While the mixed U.S. jobs report released on Friday lessened some concerns about the possibility of a rate increase of 50 basis points at the Fed’s upcoming meeting, a hotter-than-expected inflation reading released on Tuesday may rekindle concerns among investors who are already on edge due to the failure of SVB.

Following a 0.5% increase the previous month and a 0.4% increase in February, economists anticipate annual inflation to increase by 6.0%.

The U.S. central bank is likely to raise rates more than anticipated if upcoming data indicate that the economy is still strong after almost a year of tightening, according to Fed Chair Jerome Powell last week. However, Powell added that no decision has yet been made regarding the upcoming March meeting.

In the upcoming week, keep an eye on February’s retail sales, producer price inflation, housing starts, and industrial production statistics.

After increasing rates by 3 percentage points since July in an effort to control inflation, the ECB appears prepared to raise rates by an additional 50 basis points at its meeting on Thursday.

Concerns that pricing pressures are proving to be persistent increased when data revealed that underlying inflation in the Eurozone edged up last month.

The ECB’s meeting on May 4 is expected to result in another 50-basis point increase, and the minutes from its meeting in February did little to alter market expectations.

The ECB minutes stated that there was “little indication of a stabilisation to date,” suggesting that core inflation and other underlying inflation indicators would likely be stickier.
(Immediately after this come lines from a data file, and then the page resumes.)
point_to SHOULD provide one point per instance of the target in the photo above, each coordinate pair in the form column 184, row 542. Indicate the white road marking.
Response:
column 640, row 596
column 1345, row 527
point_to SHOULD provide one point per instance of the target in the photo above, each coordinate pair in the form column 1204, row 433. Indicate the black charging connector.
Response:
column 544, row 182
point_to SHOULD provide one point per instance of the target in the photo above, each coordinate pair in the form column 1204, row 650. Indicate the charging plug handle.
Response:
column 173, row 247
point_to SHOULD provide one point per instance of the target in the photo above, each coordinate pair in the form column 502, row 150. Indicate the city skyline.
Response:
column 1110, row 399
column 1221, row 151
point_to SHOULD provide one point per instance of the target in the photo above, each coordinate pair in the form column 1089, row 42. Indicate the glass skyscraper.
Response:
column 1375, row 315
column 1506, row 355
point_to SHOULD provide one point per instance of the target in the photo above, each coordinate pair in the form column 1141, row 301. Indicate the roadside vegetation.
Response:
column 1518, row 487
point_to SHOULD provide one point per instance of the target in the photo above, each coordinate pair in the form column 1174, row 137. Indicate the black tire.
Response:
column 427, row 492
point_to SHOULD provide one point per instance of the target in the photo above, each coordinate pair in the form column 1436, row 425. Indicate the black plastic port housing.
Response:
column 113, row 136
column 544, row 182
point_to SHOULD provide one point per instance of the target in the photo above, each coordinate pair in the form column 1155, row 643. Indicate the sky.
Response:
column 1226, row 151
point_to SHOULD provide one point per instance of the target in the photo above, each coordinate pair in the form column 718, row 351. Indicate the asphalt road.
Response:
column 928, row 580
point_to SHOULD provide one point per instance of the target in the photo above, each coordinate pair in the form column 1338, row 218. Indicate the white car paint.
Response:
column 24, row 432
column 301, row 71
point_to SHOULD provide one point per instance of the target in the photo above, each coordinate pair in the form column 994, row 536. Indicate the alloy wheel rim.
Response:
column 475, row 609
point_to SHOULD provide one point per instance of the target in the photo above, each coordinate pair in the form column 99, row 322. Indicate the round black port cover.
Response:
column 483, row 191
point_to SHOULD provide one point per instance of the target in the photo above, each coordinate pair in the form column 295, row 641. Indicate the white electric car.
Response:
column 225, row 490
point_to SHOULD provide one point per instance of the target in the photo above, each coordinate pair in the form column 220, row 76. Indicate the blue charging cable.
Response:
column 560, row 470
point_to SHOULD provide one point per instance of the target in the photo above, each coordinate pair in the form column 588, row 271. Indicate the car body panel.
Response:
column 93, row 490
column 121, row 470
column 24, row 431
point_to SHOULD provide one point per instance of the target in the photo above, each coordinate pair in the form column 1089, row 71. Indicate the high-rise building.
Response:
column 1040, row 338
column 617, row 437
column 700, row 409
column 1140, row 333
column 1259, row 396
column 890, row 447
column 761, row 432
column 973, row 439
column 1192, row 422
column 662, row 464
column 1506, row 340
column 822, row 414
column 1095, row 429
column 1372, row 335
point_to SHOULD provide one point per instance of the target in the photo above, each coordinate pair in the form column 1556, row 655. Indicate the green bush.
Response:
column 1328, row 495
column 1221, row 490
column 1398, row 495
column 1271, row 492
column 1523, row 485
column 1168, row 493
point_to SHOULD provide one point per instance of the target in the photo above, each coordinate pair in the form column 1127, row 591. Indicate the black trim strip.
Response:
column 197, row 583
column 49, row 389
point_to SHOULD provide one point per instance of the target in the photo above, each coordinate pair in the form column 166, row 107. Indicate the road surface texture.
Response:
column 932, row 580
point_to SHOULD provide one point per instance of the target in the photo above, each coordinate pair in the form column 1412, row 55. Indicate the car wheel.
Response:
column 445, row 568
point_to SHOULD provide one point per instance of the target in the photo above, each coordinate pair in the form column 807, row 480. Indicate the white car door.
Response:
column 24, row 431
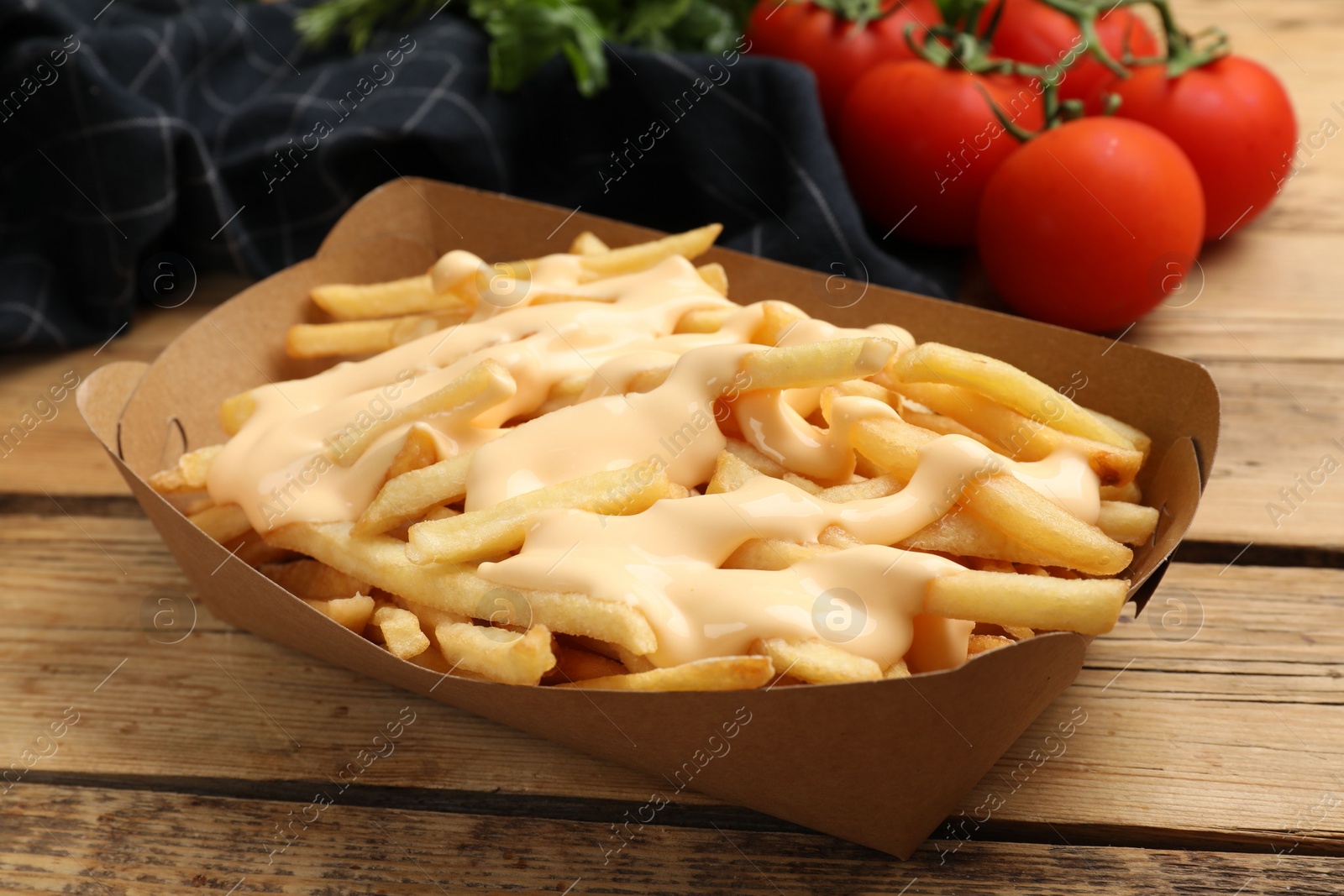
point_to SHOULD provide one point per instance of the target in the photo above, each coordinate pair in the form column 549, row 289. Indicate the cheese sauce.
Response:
column 665, row 559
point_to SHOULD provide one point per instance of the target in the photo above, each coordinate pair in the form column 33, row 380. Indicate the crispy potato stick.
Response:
column 577, row 664
column 837, row 537
column 942, row 426
column 1008, row 385
column 353, row 611
column 703, row 320
column 730, row 473
column 188, row 474
column 649, row 379
column 1142, row 441
column 381, row 560
column 777, row 318
column 967, row 535
column 749, row 454
column 475, row 391
column 417, row 452
column 401, row 631
column 410, row 296
column 875, row 488
column 1129, row 493
column 644, row 255
column 588, row 244
column 499, row 654
column 362, row 338
column 866, row 389
column 313, row 579
column 803, row 483
column 1086, row 606
column 1128, row 523
column 716, row 673
column 772, row 553
column 716, row 277
column 234, row 411
column 816, row 661
column 1001, row 500
column 564, row 394
column 222, row 523
column 410, row 495
column 816, row 363
column 1015, row 436
column 983, row 642
column 497, row 530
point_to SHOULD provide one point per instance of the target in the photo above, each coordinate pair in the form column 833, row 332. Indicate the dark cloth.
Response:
column 203, row 134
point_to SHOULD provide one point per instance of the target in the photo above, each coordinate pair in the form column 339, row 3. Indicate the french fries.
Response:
column 190, row 474
column 694, row 569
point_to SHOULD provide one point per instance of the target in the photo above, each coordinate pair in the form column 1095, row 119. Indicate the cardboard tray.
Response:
column 879, row 763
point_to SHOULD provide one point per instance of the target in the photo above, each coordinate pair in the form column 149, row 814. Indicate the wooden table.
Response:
column 1211, row 759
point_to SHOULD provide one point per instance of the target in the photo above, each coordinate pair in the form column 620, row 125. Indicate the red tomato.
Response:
column 1032, row 33
column 1234, row 121
column 832, row 47
column 922, row 141
column 1092, row 223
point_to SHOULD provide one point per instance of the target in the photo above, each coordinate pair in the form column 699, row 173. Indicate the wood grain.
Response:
column 129, row 842
column 1218, row 714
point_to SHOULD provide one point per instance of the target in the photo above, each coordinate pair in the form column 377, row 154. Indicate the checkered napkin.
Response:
column 144, row 143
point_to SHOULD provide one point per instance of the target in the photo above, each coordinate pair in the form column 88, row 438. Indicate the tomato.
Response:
column 832, row 47
column 1092, row 223
column 922, row 141
column 1234, row 121
column 1032, row 33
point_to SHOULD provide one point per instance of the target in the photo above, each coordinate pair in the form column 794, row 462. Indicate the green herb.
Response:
column 524, row 34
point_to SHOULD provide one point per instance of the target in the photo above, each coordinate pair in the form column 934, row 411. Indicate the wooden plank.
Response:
column 154, row 842
column 1236, row 732
column 1280, row 422
column 58, row 454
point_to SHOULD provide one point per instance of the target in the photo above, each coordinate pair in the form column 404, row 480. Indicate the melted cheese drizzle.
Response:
column 665, row 559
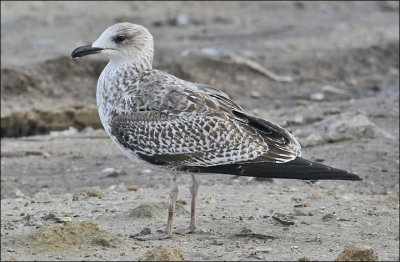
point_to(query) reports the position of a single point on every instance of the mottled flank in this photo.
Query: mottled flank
(171, 122)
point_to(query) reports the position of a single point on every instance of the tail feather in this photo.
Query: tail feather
(298, 168)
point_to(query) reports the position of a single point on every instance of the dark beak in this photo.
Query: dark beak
(85, 50)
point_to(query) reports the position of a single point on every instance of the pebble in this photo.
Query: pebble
(357, 253)
(42, 197)
(317, 96)
(95, 193)
(133, 188)
(163, 253)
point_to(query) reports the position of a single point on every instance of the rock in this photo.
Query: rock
(339, 127)
(42, 197)
(133, 188)
(163, 254)
(95, 193)
(317, 96)
(357, 253)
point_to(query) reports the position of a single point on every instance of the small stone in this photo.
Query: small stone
(317, 96)
(145, 231)
(165, 253)
(63, 219)
(42, 197)
(328, 217)
(95, 193)
(78, 156)
(357, 253)
(211, 200)
(218, 242)
(181, 202)
(46, 155)
(255, 94)
(133, 188)
(19, 193)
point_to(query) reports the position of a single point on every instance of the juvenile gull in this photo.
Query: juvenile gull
(187, 127)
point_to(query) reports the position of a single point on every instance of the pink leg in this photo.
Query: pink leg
(192, 227)
(168, 231)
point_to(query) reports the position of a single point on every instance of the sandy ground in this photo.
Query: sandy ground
(72, 195)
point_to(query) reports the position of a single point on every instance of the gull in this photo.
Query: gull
(187, 127)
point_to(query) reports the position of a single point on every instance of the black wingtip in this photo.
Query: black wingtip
(298, 168)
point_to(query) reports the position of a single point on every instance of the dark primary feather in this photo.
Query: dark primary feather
(298, 168)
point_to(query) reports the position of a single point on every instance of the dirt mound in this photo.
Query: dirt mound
(70, 235)
(43, 121)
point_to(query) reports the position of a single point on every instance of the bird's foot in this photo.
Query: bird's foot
(153, 236)
(181, 231)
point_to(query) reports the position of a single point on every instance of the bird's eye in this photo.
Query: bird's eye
(119, 38)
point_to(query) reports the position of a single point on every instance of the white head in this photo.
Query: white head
(122, 43)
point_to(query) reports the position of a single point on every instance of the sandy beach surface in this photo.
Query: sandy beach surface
(68, 193)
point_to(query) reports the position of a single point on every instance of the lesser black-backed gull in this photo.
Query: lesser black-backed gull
(187, 127)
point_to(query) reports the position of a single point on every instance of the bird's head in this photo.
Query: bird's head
(122, 43)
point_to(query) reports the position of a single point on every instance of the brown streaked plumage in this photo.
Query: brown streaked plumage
(187, 127)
The Governing Council’s policy rates needed to rise even further before they entered restrictive area.

At the press conference following the policy meeting on Thursday, ECB President Christine Lagarde will probably be questioned about how high rates will ultimately rise.

Following the market turbulence in September when Hunt’s predecessor Kwasi Kwarteng and former Prime Minister Liz Truss proposed opulent tax cuts, forecasters anticipate that Hunt would give maintaining stable public finances top priority when delivering his spring budget on Wednesday.

Given this, the markets’ primary attention will be on the growth and borrowing projections that will be made public along with the budget.

In 2024, the Office for Budget Responsibility expects the GDP to expand by 1.3%. A small decrease is what the Bank of England expects. Sterling could be impacted by an OBR downgrade, but the pound is primarily influenced by interest rate differences because U.S. rates are anticipated to climb faster than those in the U.K.

Although it is anticipated that U.K. government borrowing will decrease, which might boost gilts, the extension of a programme to help with family energy bills may be seen as inflationary.

On Wednesday, China will reveal its first annual figures on retail sales and industrial production, which will help market observers determine whether Beijing’s new 5% growth objective is indeed as meagre as many analysts believe.

The information was released following Xi Jinping’s historic election to a third term as president on Friday during the National People’s Congress.

Li Keqiang, who was widely believed to have been marginalised as Xi strengthened his hold on the economy, was replaced as premier by Li Qiang, who is best known for managing Shanghai’s draconian COVID-19 lockdowns.

Li will now have to oversee the recovery of the second-largest economy in the world. China’s growth rate of just 3% in 2022 was the lowest in decades.